2017’s Jumanji: Welcome to the Jungle was surprisingly, even shockingly, entertaining with a few scenes so funny I still chuckle just thinking about them. It was also successful enough that a sequel was quickly greenlit by Sony. At times, it’s fairly obvious that director and co-writer Jake Kasdan should have been given more time to develop the idea for this sequel rather than rushing in with hopes to recreate the fleeting magic that came with the first film’s formula.
This time, Spencer (Alex Wolff) is back home from college, but life at NYU hasn’t been all he hoped. He misses his days of adventuring as Dr. Bravestone (Dwayne Johnson), and when Spencer’s friends, including former girlfriend Martha (Morgan Turner)– they’re on a break – discover he’s gone back to Jumanji, they follow suit. Something goes wrong, and Spencer’s grandfather Eddie (Danny De Vito) and old business partner Milo (Danny Glover) also get pulled into the game as avatars, making it harder for them to find Spencer, beat the game’s latest menace and get home.

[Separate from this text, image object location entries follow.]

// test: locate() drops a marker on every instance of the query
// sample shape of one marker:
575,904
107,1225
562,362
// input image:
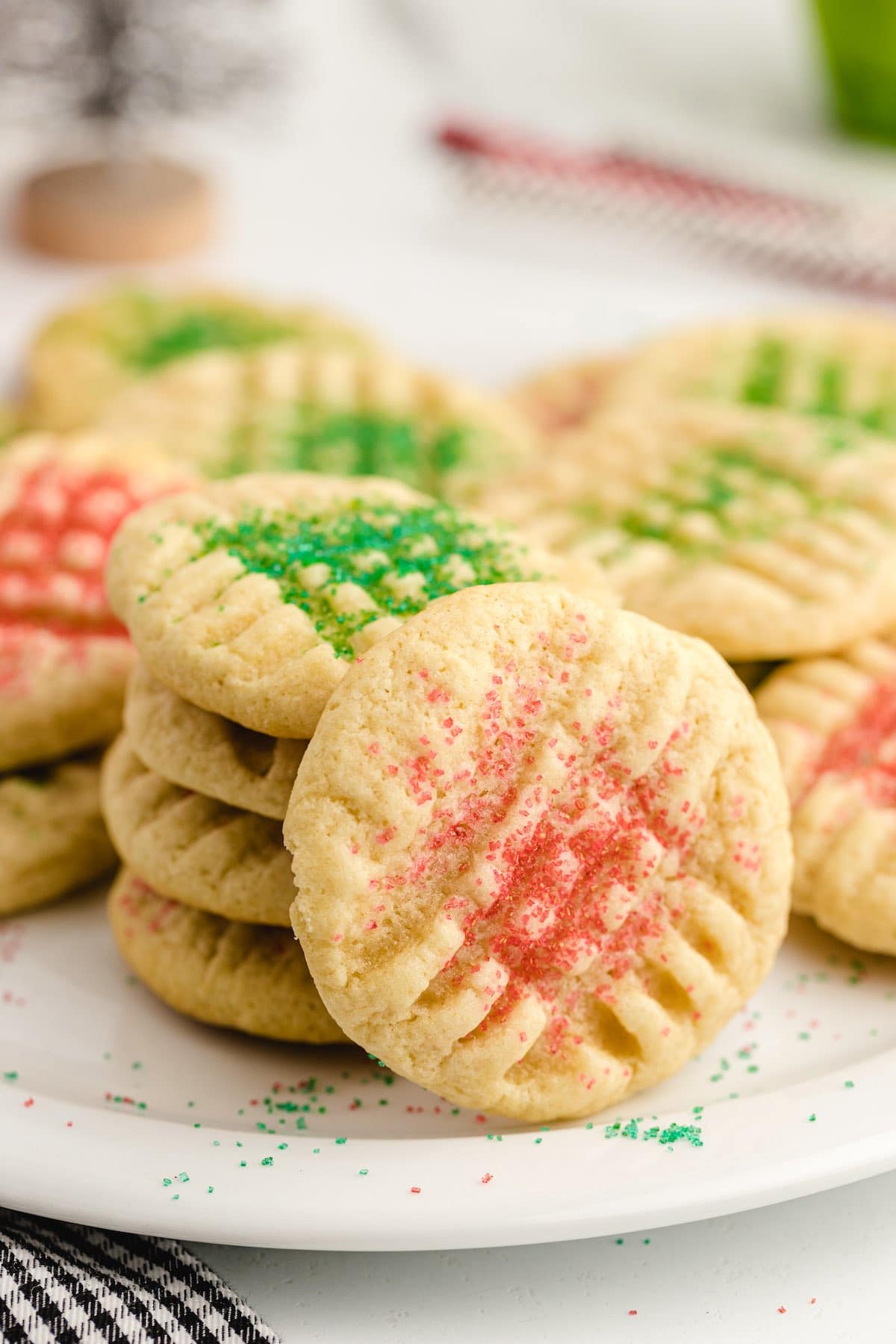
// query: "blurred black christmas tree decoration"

At its core, Jumanji: The Next Level is essentially the same movie as Welcome to the Jungle. Sure, there’s a new adventure, a new villain and new goals to accomplish this time around, but most of the humor this time revolves around Johnson and Hart acting and talking like cranky old men that don’t understand the concept of being in a video game. They’re both very amusing doing these characterizations, but the schtick does start wearing thin after a while.
When it comes down to it, the cast still excels at elevating the material with Jack Black still the best at portraying the teenage characters playing his avatar, first with his impression of the younger athlete Fridge (Ser-Darius Blain), which could have been seriously problematic if Black wasn’t so good. Awkwafina joins the cast as a new fairly one-dimensional character in the game, and she really isn’t given very much to do, which is a damn shame. On the other hand, Karen Gillan’s Ruby Roundhouse is still kick-ass, and the best part of the movie, especially if you’re a Tomb Raider fan curious as to why they’ve never been able to get Lara Craft right in an actual Tomb Raider movie.
The chance to do a sequel allows Kasdan to take his cast into different environments, creating a number of impressive set pieces laden with CG creatures… again, just like the first movie. Even so, it’s still hard to deny that the general plot of this follow-up game just feels forced with an antagonist so one-dimensional that the stakes don’t seem particularly high, even as most of the characters have only one life left.
It’s probably best not to think too much about the fact that the vintage Jumanji video game from the first movie has been sitting in a briefcase in Spencer’s basement for a number of years, so how could it have been upgraded with a new adventure to play? It’s easy to set that fact aside, because the premise is so fantastical, it was never meant to be taken seriously enough to consider this.
More than once, the movie gets a little too sentimental as it deals with Spencer and Margo’s relationship, as well as how Eddie and Milo’s friendship was hurt by business decisions. The thing is that the introduction of De Vito and Glover adds so much to the movie that some might wish to see more of them together, as opposed to Johnson and Hart’s impressions.
These aspects just make it more apparent that this sequel is nothing but a cash grab, with nothing more to say. (Note: If you feel inclined, stay through the end credits for a hint at where a third movie in this franchise might go, although anyone who saw the 1995 Jumanji probably won’t need to see that movie.) Although it’s hard not to gripe about the number of lame sequels this year, one can’t fault studios that hope to make back their money by investing in what they think people will want based on past successes. In this case, they should have taken a cue from Zombieland: Double Tap and put more time into development.
Ultimately, Jumanji: The Next Level doesn’t have nearly as many solid laughs as the first movie, and it gets stale as the few new jokes offered are rehashed over and over. And yet, the cast still finds a way to keep things entertaining despite the weaker story.
Those who enjoyed the first movie probably won’t feel like their time was completely wasted, yet there’s no question that the first movie was far better, and the sequel lacks its magic and flair.
Jumanji: The Next Level opens on Friday, December 13 with previews Thursday night.